Une pincée de vieux romans gothiques anglais, rehaussée d’atmosphères à la Poe, de fantômes dignes de Henry James et de serial killers sanglants façon Stephen King, le tout enrobé de l’inévitable réalisme magique de ses aînés sud-américains… Les douze nouvelles de l’Argentine Mariana Enriquez, 44 ans, ne manquent ni de torves clins d’oeil, ni de piquant. Mais restent profondément originales dans leur macabre si quotidien, leur épouvante si naturelle, ancrée avec humour dans une écriture diaboliquement efficace et souvent à la première personne. Le bizarre y épouse l’effroi dans des noces glauques, dont on sort hoquetant de terreur mais happé par une infernale curiosité. Ici, les adolescentes anorexiques s’amourachent de têtes de mort, se fondent mystérieusement dans les maisons hantées, s’arrachent les ongles et les cheveux, et peuvent massacrer avec gaieté. Ici, les enfants sont d’atroces assassins ou les martyrs de rites sataniques ; les prêtres se droguent et se suicident de désespoir ; les rivières polluées cachent d’horribles cadavres mutilés. Et les femmes se font à moitié brûler vives pour mieux crier leur haine, une fois devenues des monstres, aux machos apeurés.

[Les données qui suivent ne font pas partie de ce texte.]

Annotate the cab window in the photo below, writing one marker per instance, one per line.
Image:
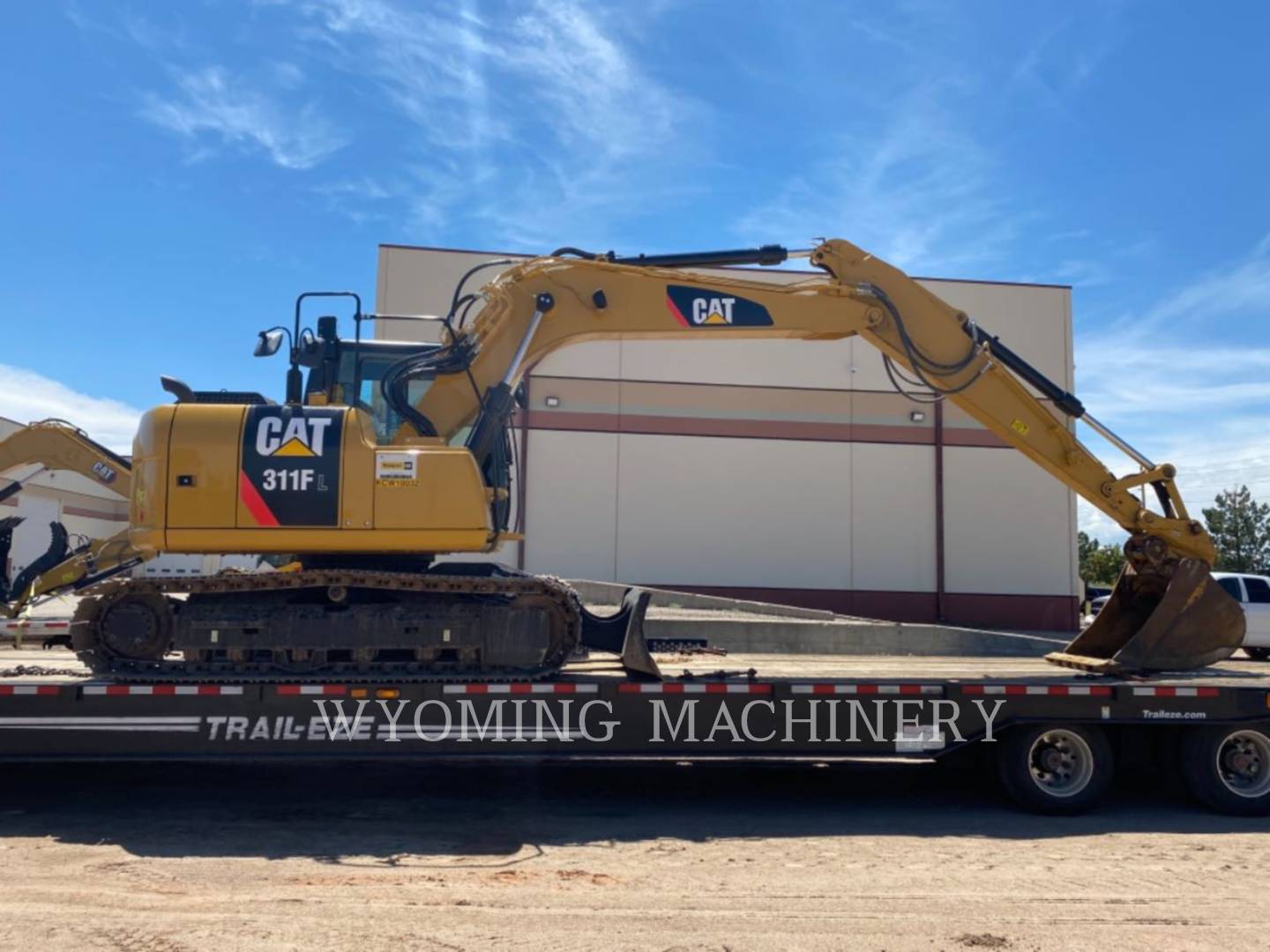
(1232, 587)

La très féministe Mariana Enriquez mêle avec un extravagant talent de conteuse le fantastique et le réalisme le plus sordide. Ses contes cruels baignent dans le souvenir de la dictature argentine (1976-1983), de ses disparus qui hantent encore l’imaginaire populaire. Mais les horreurs de la crise économique, de la pauvreté, de l’exclusion nourrissent l’écriture, aussi. Avec une légèreté, une rapidité, une insouciance hypnotiques. On reste hanté par ces cauchemars quasi quotidiens, ces fantasmes effroyables dont on ne sait jamais vraiment où ils conduisent, mais dont on sent confusément qu’ils sont à l’image — horriblement fascinante — de nos enfers d’aujourd’hui. Mariana Enriquez, conteuse sorcière, est aussi journaliste… — Fabienne Pascaud

 

Las Cosas que perdimos en el fuoco, traduit de l’espagnol (Argentine) par Anne Plantagenet. Ed. du Sous-sol, 238 p., 19 €.